Collaborations intersectorielles
L’une des pistes avancées par l’étude pour améliorer la prise en charge des personnes sans-abri et sans chez-soi qui souffrent de problèmes de santé mentale et/ou d’assuétudes consiste à mettre en place des collaborations intensives entre différents secteurs et services. Des collaborations structurelles sont ainsi nécessaires entre les services de santé mentale, les services d’aide sociale et les acteurs du logement, afin de mieux orienter les personnes et leur proposer des soins et un accompagnement adéquats. Mais cela ne peut fonctionner que s’il existe une sécurité de logement. Sans un toit au-dessus de la tête, il est presque impossible de s’attaquer aux problèmes sous-jacents. En Belgique aussi, Housing First a prouvé son efficacité pour s’attaquer à la racine du problème du sans-abrisme et de l’absence de chez-soi. Toutefois, l’approche Housing First ne peut fonctionner que s’il y a suffisamment de logements disponibles pour ces personnes vulnérables.

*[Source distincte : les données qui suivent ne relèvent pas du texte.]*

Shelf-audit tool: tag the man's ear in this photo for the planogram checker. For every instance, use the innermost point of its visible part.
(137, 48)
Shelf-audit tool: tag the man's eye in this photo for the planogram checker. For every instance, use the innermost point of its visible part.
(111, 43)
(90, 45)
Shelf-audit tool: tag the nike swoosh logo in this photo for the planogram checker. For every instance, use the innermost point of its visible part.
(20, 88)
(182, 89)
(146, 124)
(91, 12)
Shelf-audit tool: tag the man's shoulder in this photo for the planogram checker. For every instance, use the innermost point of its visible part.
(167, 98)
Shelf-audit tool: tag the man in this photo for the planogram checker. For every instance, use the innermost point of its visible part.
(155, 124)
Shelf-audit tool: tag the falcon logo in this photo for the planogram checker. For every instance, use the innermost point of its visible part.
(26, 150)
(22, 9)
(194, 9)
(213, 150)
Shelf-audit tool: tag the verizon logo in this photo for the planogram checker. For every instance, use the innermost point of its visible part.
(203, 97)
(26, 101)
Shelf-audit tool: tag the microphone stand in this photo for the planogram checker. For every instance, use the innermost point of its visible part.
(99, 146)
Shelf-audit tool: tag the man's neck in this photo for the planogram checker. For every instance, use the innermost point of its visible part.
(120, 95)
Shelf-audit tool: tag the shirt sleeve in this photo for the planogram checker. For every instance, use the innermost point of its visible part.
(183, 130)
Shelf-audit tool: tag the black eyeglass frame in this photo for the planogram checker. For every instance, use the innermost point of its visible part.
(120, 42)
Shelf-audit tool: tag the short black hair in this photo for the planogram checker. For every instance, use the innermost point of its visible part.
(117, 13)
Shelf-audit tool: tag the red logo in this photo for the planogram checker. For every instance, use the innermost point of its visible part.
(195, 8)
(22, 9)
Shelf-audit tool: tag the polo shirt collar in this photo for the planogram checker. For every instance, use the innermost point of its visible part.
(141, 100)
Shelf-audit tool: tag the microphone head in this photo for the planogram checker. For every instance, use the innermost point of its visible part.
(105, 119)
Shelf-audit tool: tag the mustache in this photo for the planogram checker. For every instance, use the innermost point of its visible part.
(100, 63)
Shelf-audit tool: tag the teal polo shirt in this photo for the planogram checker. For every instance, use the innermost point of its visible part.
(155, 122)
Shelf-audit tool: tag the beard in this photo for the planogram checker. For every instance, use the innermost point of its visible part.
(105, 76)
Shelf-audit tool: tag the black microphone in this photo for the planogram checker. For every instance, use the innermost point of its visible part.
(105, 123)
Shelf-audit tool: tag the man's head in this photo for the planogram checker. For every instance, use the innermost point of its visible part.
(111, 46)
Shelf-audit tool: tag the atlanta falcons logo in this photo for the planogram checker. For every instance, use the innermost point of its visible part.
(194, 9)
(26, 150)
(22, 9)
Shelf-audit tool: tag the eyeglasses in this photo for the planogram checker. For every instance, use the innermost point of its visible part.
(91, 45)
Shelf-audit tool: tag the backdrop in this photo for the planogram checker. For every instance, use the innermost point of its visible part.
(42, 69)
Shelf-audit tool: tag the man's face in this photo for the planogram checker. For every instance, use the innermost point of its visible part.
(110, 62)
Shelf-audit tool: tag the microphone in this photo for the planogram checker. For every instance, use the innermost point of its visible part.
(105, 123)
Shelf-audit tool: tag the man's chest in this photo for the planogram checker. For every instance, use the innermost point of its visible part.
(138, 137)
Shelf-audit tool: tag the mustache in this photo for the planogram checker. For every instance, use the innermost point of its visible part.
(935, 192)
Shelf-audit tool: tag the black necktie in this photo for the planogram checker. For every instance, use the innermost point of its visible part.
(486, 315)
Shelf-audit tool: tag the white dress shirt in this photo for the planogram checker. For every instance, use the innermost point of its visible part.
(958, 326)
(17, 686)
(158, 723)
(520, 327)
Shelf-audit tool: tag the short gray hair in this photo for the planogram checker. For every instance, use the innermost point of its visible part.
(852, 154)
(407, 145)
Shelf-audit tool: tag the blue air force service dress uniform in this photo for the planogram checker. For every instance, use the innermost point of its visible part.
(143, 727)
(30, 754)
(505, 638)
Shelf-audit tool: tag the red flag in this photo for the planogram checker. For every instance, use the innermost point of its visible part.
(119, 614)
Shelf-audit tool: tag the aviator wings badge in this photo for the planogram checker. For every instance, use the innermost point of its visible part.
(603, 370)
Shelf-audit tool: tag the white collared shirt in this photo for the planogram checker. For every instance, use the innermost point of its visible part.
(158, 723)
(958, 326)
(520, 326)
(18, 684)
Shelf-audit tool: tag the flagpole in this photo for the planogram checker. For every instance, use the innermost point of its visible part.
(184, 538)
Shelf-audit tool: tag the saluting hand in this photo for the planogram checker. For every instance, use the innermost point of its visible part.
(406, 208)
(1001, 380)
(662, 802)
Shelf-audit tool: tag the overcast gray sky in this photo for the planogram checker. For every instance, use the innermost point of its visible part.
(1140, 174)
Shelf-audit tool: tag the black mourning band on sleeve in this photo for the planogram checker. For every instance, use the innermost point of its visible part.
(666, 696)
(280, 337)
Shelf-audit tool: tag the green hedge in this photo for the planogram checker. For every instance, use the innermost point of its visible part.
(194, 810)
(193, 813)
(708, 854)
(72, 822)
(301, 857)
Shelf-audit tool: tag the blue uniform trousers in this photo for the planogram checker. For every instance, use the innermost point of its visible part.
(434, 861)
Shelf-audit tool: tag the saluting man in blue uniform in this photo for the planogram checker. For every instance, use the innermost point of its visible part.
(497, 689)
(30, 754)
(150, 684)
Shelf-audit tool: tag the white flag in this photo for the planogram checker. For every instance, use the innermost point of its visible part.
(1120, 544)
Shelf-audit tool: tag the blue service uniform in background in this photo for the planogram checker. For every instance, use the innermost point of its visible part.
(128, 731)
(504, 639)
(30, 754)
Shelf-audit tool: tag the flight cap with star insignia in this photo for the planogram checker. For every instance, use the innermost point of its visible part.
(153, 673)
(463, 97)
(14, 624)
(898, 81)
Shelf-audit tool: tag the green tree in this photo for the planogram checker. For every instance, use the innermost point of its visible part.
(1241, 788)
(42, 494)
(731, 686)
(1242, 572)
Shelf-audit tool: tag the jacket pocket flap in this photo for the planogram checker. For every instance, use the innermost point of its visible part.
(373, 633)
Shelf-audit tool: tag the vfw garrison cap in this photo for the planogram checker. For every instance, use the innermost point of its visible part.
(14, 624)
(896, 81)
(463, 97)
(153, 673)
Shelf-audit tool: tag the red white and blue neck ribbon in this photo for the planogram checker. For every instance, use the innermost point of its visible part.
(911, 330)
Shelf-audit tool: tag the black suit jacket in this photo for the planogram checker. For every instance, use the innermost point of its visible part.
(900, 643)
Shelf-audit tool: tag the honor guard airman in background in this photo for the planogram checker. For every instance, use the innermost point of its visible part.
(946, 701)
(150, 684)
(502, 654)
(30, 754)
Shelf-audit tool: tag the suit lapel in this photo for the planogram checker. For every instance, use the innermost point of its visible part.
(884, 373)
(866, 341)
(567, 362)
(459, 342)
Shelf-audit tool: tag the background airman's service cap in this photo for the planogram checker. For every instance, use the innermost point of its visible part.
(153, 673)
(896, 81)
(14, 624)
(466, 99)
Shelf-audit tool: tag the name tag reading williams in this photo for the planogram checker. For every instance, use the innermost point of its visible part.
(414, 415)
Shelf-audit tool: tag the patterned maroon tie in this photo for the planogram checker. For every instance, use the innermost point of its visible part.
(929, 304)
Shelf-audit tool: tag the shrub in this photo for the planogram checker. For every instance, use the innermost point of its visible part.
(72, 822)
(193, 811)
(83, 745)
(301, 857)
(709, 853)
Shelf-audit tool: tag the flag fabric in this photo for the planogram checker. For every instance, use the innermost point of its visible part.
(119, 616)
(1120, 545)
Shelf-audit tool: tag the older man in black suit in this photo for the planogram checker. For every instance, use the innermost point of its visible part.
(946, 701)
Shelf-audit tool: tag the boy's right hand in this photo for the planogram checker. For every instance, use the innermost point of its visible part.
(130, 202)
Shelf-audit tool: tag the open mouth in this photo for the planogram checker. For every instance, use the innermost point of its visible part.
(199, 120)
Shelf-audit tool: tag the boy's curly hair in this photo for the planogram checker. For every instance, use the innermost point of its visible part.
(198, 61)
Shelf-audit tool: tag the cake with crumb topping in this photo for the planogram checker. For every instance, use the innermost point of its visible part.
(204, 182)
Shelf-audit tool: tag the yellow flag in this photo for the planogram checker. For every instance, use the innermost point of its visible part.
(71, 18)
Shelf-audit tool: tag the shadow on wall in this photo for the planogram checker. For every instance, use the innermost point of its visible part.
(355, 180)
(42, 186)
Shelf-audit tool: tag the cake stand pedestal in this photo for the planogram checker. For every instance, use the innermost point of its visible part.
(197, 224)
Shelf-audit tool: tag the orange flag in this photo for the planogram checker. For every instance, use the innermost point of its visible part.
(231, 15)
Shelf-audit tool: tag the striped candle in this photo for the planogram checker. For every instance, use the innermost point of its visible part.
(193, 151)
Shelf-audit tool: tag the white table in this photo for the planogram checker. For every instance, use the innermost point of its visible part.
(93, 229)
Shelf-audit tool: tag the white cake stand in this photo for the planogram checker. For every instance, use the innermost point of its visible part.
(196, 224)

La prévention du sans-abrisme et de l’absence de chez-soi chez les personnes sortant d’institutions requiert également une approche spécifique. Des programmes d’aide communs basés sur la collaboration entre des institutions (comme les services de psychiatrie et d’aide à la jeunesse), des services de première ligne (tels que les CPAS) et des acteurs du logement sont nécessaires afin de préparer soigneusement le départ de ces personnes et leur offrir un accompagnement adéquat dans les premiers mois suivant leur sortie.
Appel à projets
Désireuse d’apporter sa contribution à cette problématique, la Fondation Roi Baudouin lance, en collaboration avec le Fonds Dr. Daniël De Coninck, un appel à projets aux services de première ligne travaillant avec des personnes sans-abri ou sans chez-soi souffrant de problèmes de santé mentale et/ou d’assuétudes, qui souhaitent mettre en place des collaborations intersectorielles entre les secteurs du logement, de l'itinérance et/ou de la santé mentale et des assuétudes. L’appel soutiendra des projets visant à prévenir la perte de logement et/ou à offrir des soins aux bénéficiaires de manière non discriminatoire et accessible.